Is it a job or a joy to apply at your company? Candidate experience is important, particularly as the market tightens. As an employer considers its online profile, consider how the application process is affecting it. Organizations that invest in a strong candidate experience improve their quality of hires by 70%.
Some of the areas to consider were revealed in a recent study by CareerArc. They asked 1,200 professionals about the candidate experience and found:
Almost 60% of applicants have had a poor candidate experience; 72% of those shared that experience online or with someone directly;
Almost 60% of employers have read negative online comments about their process;
65% of candidates never/rarely hear about their application, 85% don’t believe any human reviewed their application and for those who do hear back, 51% report it takes a month or more; and
40% of employers use tech to prescreen candidates. Of that group, 62% believe some qualified candidates are eliminated by mistake.

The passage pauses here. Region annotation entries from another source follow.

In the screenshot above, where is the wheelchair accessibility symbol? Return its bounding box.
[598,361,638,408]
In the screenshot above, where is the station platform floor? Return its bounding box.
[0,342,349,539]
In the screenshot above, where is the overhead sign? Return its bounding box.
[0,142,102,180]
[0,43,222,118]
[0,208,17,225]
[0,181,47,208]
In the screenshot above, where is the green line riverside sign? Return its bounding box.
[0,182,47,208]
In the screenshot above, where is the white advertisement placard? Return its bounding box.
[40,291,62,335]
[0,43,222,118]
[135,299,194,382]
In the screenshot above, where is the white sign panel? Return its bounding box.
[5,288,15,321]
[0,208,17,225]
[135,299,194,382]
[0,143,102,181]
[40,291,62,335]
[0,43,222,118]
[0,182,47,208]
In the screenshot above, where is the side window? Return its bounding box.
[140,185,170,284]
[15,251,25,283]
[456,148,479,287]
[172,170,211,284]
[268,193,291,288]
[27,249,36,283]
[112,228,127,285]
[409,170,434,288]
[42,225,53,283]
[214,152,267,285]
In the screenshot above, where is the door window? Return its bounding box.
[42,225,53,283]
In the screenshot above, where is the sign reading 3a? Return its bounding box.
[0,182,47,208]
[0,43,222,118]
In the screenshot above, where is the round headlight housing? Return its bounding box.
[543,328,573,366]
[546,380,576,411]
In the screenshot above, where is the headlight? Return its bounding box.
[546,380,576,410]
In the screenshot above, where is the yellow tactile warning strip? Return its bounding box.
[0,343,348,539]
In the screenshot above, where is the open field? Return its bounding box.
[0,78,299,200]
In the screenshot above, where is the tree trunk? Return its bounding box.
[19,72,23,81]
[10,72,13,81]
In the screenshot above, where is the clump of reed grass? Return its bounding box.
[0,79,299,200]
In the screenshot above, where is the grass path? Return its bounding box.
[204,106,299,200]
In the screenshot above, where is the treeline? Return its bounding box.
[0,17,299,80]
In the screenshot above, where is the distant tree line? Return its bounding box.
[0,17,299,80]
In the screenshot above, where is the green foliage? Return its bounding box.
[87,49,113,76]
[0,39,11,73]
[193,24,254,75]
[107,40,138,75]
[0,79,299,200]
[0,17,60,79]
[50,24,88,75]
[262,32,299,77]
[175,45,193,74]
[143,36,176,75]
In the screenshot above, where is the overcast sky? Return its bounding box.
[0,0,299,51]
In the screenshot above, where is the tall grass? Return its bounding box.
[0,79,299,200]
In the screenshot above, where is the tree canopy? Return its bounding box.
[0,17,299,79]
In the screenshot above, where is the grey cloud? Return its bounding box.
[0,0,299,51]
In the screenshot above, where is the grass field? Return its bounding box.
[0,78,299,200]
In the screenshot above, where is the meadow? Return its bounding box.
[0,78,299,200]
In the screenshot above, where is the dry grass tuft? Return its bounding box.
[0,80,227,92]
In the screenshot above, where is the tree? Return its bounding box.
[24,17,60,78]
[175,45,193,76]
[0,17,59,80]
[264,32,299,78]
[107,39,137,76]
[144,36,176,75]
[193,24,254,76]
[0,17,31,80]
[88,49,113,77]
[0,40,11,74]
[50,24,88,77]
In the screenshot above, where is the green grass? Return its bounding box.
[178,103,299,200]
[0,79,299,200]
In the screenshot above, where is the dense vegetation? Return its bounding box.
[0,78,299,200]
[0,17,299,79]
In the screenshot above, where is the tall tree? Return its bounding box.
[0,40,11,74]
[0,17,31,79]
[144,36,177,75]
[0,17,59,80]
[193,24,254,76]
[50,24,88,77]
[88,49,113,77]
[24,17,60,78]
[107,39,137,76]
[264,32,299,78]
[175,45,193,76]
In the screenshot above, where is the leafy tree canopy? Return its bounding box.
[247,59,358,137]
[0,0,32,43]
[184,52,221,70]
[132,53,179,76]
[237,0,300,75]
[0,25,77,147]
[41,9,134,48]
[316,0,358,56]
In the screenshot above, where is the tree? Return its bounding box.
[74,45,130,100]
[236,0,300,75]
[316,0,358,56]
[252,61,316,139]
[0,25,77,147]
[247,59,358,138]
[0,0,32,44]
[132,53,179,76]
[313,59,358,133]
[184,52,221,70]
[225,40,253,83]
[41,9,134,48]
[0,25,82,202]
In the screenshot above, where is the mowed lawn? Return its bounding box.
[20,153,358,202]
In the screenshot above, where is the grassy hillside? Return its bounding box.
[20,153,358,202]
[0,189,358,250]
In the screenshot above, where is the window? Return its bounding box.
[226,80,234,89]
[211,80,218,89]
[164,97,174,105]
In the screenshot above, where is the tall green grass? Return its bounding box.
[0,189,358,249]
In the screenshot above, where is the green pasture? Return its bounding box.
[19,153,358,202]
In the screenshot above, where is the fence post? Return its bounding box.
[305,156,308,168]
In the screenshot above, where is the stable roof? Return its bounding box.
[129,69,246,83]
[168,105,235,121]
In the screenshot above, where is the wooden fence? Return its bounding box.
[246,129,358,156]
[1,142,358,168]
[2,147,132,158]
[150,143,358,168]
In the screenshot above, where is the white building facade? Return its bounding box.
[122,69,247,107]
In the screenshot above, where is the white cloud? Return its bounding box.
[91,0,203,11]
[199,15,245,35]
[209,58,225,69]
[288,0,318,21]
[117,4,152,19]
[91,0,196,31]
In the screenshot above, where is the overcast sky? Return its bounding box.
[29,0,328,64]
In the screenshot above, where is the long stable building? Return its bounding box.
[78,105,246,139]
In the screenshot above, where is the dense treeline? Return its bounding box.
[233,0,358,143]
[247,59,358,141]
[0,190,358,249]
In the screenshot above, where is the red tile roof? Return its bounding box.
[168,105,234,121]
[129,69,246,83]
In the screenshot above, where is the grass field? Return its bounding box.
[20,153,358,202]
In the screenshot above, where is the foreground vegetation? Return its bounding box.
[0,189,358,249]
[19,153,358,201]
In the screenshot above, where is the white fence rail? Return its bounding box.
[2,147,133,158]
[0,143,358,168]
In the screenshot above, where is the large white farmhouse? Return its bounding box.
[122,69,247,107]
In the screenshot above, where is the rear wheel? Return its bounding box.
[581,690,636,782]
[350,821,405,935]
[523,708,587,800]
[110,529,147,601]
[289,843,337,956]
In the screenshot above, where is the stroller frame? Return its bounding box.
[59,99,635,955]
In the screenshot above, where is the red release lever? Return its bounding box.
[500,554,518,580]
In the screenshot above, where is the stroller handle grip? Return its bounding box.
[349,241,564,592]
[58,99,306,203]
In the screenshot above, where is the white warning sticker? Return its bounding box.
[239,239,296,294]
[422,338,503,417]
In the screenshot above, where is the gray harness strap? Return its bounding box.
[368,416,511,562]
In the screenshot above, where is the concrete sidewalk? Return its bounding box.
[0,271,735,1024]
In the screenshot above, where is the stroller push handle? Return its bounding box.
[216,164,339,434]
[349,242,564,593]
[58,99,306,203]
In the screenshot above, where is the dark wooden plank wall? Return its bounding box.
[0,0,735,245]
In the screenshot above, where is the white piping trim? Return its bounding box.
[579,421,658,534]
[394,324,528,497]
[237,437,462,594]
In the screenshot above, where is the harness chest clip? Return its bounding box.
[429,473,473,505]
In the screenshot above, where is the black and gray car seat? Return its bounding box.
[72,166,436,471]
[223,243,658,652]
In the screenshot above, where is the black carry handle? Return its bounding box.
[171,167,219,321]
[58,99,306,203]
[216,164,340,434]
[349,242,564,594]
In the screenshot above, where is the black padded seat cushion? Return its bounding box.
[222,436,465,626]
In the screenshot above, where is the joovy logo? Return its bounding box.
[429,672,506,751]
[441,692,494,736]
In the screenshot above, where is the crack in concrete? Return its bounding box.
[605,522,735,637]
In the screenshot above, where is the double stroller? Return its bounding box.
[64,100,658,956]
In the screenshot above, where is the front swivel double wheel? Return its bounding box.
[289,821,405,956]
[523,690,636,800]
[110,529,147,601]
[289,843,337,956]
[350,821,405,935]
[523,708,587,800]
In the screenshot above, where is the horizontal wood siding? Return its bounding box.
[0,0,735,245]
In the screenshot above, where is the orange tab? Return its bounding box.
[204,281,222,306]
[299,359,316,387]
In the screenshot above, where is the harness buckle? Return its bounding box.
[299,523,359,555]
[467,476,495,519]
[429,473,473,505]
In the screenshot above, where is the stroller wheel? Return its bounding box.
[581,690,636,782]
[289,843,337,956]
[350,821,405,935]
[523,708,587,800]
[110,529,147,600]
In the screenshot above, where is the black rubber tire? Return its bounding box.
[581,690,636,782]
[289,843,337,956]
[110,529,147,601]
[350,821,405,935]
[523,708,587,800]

The result of a good or bad candidate experience is immediate. According to a LinkedIn Talent Solutions report in 2015:
- 83% of talent report a negative interview experience can change their mind about a role or company they once liked;
- 87% of talent say a positive interview experience can change their mind about a role or company they once doubted; and
- 60% of job seekers have quit an application in the middle due to its length or complexity.
End of year is a great time to plan for a better candidate experience in the future. Analyze timelines, structure return email notifications, and review the application process to make sure it’s user-friendly. The key for most candidates is common courtesy. Notifications and information in a timely manner enhance the experience and the company brand, whether they’re hired or not.